米国の対米外国投資委員会(CFIUS)が、Infineon Technologies(以下、Infineon)によるCypress Semiconductor(以下、Cypress)の買収を、国家安全保障上のリスクが両社の株式の下落を引き起こしたという理由から、阻止することを推奨している可能性があるという。これは、単なる業界のうわさなのだろうか。
Infineonが、Cypressを約90億ユーロ(約1兆650億円)で買収すると発表したのは2019年6月のことだ。買収完了予定は、2019年末から2020年初頭の予定だった。
InfineonのCEOを務めるReinhard Ploss氏は、2020年2月に開催されたアナリスト向けのカンファレンスコールで、今回の取引に関する交渉が最終段階にあることを示唆した。
Ploss氏は、Infineonが各国の規制当局による承認取得を進めており、CFIUSと建設的な話し合いを行っていると述べた。同氏は「米国政府の要件についてはよく理解している。その要件に応えるべく、米国政府と協力している」と語っている。
しかし、Bloombergが3月6日に掲載したレポートは、米当局が「買収は国家安全保障上のリスクをもたらす可能性がある」と警告し、Infineonが米政府との合意に達することができなかったと示唆している。米EE Timesは、この件についてInfineonにコメントを求めたが「進行中の買収案件についてはコメントしない」との回答を得た。

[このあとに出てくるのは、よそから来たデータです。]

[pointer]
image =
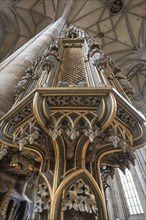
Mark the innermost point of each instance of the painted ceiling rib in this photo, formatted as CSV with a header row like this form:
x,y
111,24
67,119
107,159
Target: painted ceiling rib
x,y
55,14
88,13
35,3
102,14
73,19
130,32
53,5
113,27
141,41
44,8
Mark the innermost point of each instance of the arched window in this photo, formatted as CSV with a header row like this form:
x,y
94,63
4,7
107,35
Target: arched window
x,y
130,192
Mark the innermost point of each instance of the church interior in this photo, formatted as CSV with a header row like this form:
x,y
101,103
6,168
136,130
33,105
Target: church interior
x,y
73,109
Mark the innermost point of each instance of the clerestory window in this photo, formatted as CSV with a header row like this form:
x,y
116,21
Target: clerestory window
x,y
130,192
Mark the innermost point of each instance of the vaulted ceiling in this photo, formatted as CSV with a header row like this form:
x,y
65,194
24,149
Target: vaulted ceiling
x,y
118,25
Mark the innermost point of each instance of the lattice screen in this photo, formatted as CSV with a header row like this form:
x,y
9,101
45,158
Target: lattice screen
x,y
72,68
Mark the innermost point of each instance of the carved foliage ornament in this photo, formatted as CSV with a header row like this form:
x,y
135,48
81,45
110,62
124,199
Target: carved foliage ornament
x,y
73,101
42,201
79,197
26,137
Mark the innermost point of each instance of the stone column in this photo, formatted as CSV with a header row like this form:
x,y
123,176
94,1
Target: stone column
x,y
13,68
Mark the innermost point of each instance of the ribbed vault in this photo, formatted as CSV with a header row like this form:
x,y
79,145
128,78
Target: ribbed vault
x,y
122,34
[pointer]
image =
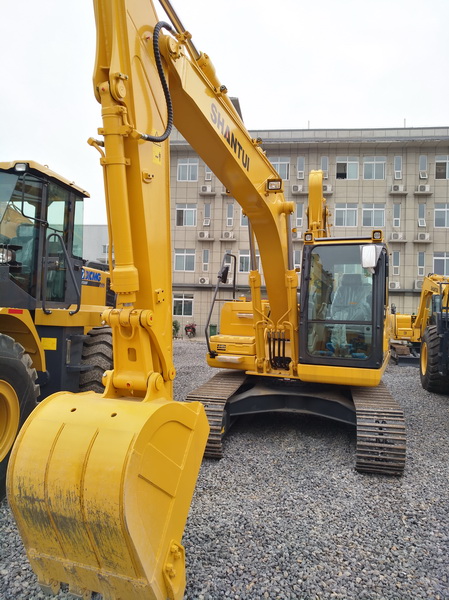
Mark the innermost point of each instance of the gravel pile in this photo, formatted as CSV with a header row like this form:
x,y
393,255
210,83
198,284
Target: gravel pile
x,y
284,515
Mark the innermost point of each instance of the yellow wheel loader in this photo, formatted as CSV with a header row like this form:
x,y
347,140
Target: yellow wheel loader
x,y
51,301
100,484
426,333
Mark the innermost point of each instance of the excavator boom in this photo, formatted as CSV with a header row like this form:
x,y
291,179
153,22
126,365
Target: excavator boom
x,y
100,484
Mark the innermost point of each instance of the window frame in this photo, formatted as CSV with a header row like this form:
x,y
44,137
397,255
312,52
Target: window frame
x,y
184,254
345,209
185,299
279,162
442,159
191,166
374,209
378,166
348,161
439,208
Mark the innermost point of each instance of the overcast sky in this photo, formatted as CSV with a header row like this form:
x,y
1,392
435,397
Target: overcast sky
x,y
292,63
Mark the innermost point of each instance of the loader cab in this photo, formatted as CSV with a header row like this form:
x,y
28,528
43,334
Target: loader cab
x,y
41,226
342,305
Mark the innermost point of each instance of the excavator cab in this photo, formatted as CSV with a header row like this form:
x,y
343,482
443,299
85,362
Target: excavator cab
x,y
41,229
342,306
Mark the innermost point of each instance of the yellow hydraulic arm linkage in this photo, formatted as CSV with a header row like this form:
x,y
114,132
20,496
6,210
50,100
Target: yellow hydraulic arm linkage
x,y
100,485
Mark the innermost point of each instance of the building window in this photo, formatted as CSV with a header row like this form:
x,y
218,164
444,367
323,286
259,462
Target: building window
x,y
206,252
282,166
441,263
441,215
396,215
373,215
296,259
245,263
184,259
397,167
345,214
183,305
374,167
442,167
347,167
421,263
230,214
423,166
188,169
396,261
301,167
186,215
206,218
421,215
299,213
325,166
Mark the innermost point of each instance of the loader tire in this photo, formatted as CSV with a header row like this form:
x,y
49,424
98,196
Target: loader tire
x,y
431,378
97,354
18,397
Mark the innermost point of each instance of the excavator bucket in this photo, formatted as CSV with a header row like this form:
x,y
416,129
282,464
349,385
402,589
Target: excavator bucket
x,y
101,503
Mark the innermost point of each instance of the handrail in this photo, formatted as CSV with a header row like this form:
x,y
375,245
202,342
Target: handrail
x,y
222,274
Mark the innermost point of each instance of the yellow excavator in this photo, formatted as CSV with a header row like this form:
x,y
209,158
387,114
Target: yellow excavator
x,y
100,484
427,333
51,299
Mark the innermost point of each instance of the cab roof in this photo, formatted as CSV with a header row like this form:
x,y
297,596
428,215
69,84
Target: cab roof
x,y
44,169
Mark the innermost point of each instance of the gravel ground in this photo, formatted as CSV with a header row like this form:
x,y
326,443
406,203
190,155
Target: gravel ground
x,y
284,515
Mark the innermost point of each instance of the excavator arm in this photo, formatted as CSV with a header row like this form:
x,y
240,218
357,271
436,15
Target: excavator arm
x,y
100,484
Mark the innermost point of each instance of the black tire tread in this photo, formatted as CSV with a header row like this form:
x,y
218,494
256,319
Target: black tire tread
x,y
432,380
10,349
97,353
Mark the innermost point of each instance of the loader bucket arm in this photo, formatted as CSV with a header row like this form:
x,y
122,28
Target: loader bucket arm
x,y
100,484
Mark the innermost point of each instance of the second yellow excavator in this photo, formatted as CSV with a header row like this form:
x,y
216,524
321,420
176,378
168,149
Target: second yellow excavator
x,y
427,333
100,484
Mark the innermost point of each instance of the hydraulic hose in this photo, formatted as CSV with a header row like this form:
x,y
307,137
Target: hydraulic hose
x,y
160,70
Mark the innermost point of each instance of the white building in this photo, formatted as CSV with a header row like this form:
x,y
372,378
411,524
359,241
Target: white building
x,y
396,180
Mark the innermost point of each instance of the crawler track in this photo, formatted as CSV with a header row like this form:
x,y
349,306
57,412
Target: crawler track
x,y
380,431
214,395
379,418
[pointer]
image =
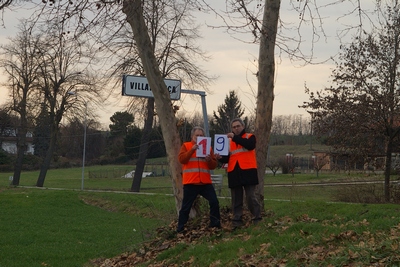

また、Cypressの経営陣と話をしたというみずほ証券のアナリストVijay Rakesh氏は、経営陣らが最新のCFIUSの見出しが、Cypressにとっては“寝耳に水”だったようだと語った。Rakesh氏は買収は成立すると考えているが、最悪の場合、完了はかなり遅れる可能性がある。Bloombergによる続報でも同様の内容が指摘されている。加えて、中国、とりわけHuaweiを主要顧客企業に持つ企業の買収や取引について、米国政府/CFIUSがどのように対処するかについての疑問が提起されている。